The informant told police that he had seen drugs in Henry's house. Henry moved to compel disclosure of the identity of the informant to enable him to probe that informant's knowledge about who owned the drugs. The State opposed Henry's motion, seeking to keep the informant's identity confidential.
Cross examination disclosing there was very little an informant could know about ownership of drugs would provide support for a court's refusal to require identification of the informant. Part of such cross examination would involve where the drugs were seen or kept and the person who normally used or occupied that area. Richey's prior testimony reveals the State questioned him about where the discovered cocaine was located and his and Henry's access to and use of those areas.
We conclude that the State had motives and goals in its cross examination of Richey during the pretrial hearing sufficiently similar to its motives and goals in cross examination at trial, that ER 804(b)(1) was not violated, and Richey's former testimony should have been admitted.
The State contends that admitting the prior testimony would be improper according to State v.

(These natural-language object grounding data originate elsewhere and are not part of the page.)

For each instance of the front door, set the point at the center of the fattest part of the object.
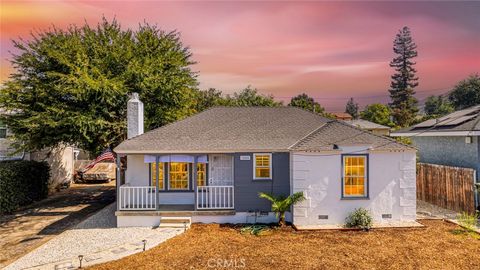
(221, 170)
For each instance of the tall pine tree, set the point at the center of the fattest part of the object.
(402, 87)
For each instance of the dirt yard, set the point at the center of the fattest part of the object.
(31, 227)
(435, 246)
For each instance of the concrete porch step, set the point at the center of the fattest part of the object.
(175, 222)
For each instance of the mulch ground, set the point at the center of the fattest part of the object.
(437, 246)
(34, 225)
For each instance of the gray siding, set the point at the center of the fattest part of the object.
(451, 151)
(247, 189)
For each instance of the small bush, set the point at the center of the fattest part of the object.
(21, 183)
(359, 218)
(469, 221)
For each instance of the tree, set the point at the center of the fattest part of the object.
(208, 98)
(466, 93)
(307, 103)
(71, 86)
(436, 106)
(377, 113)
(281, 204)
(352, 108)
(250, 97)
(403, 103)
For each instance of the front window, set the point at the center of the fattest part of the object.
(262, 168)
(201, 174)
(3, 130)
(178, 176)
(153, 174)
(355, 176)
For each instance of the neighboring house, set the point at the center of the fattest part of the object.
(342, 116)
(370, 126)
(210, 167)
(451, 140)
(61, 159)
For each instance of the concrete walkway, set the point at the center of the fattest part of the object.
(97, 239)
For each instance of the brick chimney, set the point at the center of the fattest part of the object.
(134, 116)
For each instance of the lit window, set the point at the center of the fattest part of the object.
(154, 174)
(178, 176)
(355, 176)
(201, 174)
(3, 130)
(262, 166)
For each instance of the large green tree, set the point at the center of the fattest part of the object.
(71, 86)
(352, 108)
(436, 106)
(404, 80)
(466, 93)
(306, 102)
(377, 113)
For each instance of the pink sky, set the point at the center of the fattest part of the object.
(332, 51)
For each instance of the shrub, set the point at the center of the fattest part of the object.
(359, 218)
(468, 221)
(21, 183)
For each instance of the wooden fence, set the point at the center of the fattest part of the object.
(448, 187)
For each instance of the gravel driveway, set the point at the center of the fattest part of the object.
(97, 239)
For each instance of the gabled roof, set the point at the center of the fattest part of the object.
(462, 122)
(364, 124)
(236, 129)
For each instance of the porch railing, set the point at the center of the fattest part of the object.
(215, 197)
(137, 198)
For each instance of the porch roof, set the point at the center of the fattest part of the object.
(250, 129)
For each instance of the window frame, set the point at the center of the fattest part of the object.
(150, 173)
(255, 166)
(169, 177)
(4, 127)
(366, 177)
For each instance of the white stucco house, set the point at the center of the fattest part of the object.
(211, 166)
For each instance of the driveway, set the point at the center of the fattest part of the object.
(35, 225)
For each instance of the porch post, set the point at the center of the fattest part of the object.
(157, 175)
(118, 180)
(194, 180)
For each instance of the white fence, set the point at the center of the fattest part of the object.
(137, 198)
(215, 197)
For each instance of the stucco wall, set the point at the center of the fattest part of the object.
(247, 189)
(391, 188)
(451, 151)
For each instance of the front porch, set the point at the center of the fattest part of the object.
(146, 198)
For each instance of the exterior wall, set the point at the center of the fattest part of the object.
(392, 188)
(137, 174)
(247, 189)
(448, 150)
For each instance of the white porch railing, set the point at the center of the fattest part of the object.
(215, 197)
(137, 198)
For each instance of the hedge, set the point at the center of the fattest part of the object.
(22, 182)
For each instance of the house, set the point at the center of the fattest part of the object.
(451, 140)
(61, 159)
(342, 116)
(211, 166)
(370, 126)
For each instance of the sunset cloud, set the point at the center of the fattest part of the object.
(330, 50)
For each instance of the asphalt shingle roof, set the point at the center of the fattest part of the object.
(450, 122)
(234, 129)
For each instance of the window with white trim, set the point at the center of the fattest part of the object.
(262, 166)
(153, 174)
(355, 176)
(178, 172)
(3, 130)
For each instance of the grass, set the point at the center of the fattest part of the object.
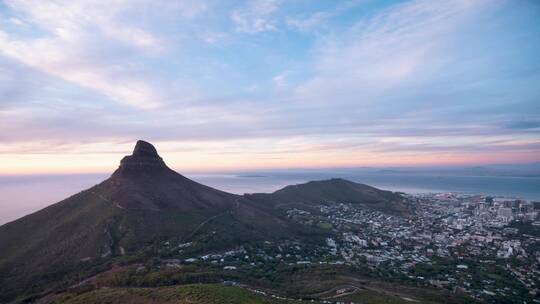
(193, 294)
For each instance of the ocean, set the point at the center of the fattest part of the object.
(24, 194)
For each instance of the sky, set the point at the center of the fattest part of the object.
(263, 84)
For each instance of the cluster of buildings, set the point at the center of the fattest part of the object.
(487, 247)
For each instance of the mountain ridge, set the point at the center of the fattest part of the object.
(142, 203)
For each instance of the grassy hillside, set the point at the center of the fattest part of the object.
(339, 191)
(192, 294)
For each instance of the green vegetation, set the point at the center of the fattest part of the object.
(192, 294)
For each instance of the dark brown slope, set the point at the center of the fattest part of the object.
(141, 204)
(143, 201)
(143, 181)
(338, 190)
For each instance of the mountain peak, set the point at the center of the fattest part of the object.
(144, 155)
(146, 149)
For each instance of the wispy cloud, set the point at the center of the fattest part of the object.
(311, 82)
(256, 16)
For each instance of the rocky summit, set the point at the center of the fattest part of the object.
(146, 212)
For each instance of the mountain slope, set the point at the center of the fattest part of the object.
(143, 204)
(338, 190)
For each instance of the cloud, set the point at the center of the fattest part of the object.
(90, 44)
(366, 83)
(256, 16)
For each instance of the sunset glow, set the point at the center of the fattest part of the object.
(268, 84)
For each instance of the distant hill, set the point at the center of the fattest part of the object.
(143, 203)
(338, 190)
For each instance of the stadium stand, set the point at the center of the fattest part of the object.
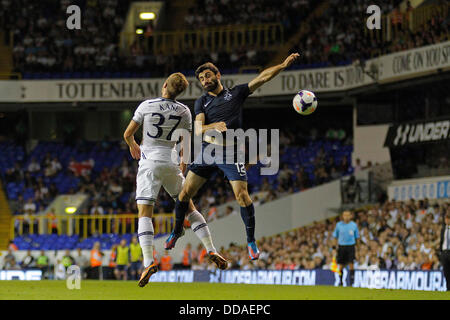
(394, 236)
(340, 40)
(332, 42)
(105, 172)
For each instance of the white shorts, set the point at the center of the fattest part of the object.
(151, 175)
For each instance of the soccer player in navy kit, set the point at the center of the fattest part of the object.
(221, 109)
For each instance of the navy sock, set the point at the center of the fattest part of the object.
(248, 216)
(180, 212)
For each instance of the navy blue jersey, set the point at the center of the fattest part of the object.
(226, 106)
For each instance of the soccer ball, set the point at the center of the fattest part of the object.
(305, 102)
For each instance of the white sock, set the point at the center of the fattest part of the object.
(201, 230)
(145, 236)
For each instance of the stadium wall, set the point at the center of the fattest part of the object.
(373, 279)
(368, 144)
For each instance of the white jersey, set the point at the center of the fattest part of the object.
(160, 117)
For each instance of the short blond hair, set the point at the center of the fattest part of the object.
(176, 84)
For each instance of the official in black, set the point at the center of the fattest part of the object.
(445, 248)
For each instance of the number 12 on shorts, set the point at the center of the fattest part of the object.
(241, 168)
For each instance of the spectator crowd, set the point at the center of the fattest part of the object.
(111, 186)
(393, 236)
(43, 45)
(337, 36)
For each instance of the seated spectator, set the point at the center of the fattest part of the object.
(28, 261)
(34, 166)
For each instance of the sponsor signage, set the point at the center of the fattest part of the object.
(419, 189)
(20, 275)
(407, 64)
(378, 279)
(417, 132)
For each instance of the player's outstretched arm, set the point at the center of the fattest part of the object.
(128, 136)
(269, 73)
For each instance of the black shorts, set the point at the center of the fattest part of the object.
(346, 254)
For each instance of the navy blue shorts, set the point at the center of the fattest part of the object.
(122, 267)
(233, 171)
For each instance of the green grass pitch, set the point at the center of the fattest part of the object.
(128, 290)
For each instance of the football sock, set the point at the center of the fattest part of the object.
(145, 236)
(248, 216)
(181, 208)
(201, 230)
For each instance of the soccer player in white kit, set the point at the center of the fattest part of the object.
(160, 117)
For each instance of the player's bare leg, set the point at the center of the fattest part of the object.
(145, 236)
(248, 215)
(190, 188)
(201, 230)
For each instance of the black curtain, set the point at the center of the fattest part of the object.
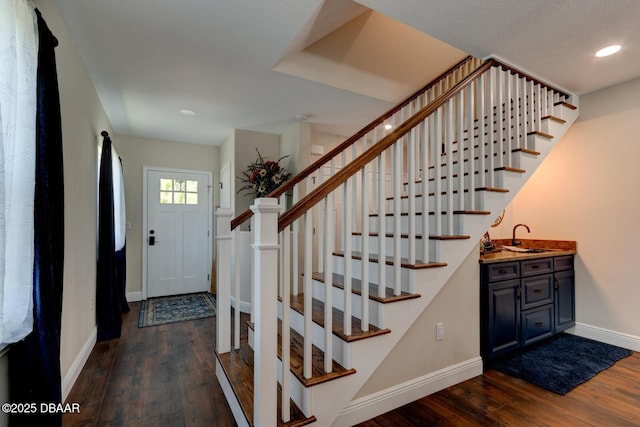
(34, 363)
(110, 296)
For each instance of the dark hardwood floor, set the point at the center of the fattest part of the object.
(165, 376)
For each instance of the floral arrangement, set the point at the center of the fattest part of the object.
(263, 176)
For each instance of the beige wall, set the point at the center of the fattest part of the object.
(139, 152)
(82, 120)
(418, 353)
(587, 190)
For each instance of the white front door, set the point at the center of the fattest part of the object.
(178, 236)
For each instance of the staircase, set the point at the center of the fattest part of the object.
(395, 213)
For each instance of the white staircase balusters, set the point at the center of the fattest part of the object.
(265, 248)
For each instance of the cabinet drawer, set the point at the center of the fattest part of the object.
(503, 271)
(536, 291)
(536, 266)
(537, 324)
(563, 262)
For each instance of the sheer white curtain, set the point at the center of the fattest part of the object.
(18, 82)
(119, 207)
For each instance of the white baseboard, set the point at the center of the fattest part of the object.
(76, 367)
(134, 296)
(371, 406)
(607, 336)
(245, 307)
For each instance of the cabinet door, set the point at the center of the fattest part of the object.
(564, 283)
(537, 324)
(503, 325)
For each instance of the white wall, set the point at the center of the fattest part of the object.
(587, 190)
(83, 118)
(418, 353)
(139, 152)
(246, 143)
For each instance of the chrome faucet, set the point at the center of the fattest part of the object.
(514, 242)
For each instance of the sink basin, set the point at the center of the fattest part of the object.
(524, 250)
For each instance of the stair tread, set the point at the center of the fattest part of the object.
(455, 175)
(540, 133)
(493, 189)
(318, 375)
(431, 236)
(356, 288)
(554, 118)
(404, 262)
(463, 212)
(526, 150)
(317, 315)
(238, 368)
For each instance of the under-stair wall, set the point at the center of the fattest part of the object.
(459, 158)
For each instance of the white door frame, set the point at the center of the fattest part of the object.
(145, 171)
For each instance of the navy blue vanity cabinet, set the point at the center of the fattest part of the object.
(524, 301)
(565, 290)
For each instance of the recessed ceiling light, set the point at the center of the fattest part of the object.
(609, 50)
(188, 113)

Smith, 15 Wash. App. 103, 547 P.2d 299 (1976). The holding in that case, however, dealt only with the admissibility of prior incriminating statements by the defendant himself. The case is inapposite.
[5] The question remains whether the error was harmless. The error is not prejudicial if within reasonable probabilities the outcome of the trial could not have been materially affected by admission of the evidence. State v. *536 Cunningham, 93 Wash. 2d 823, 831, 613 P.2d 1139 (1980). We cannot say that Richey's testimony would not have materially affected the outcome.
Richey's testimony, if accepted by the jury, would have provided Henry with a defense to the charge. The testimony would have been valuable to Henry if it did nothing more than raise a reasonable doubt in the minds of one or more jurors. Richey's testimony would have been the only testimony corroborating Henry's claim that the cocaine did not belong to him. Exclusion of Richey's testimony was prejudicial error, and we reverse on that basis.
DURHAM, C.J., and RINGOLD, J., concur.
State v. Callahan , 31 Wash. App. 710 ( 1982 )
Coolidge v. New Hampshire , 91 S. Ct. 2022 ( 1971 )
State v. Lair , 95 Wash. 2d 706 ( 1981 )
State v. Lee , 13 Wash. App. 900 ( 1975 )
State v. Smith , 15 Wash. App. 103 ( 1976 )
State v. Stevenson , 16 Wash. App. 341 ( 1976 )
State v. Proctor , 12 Wash. App. 274 ( 1974 )
State v. Perry , 10 Wash. App. 159 ( 1973 )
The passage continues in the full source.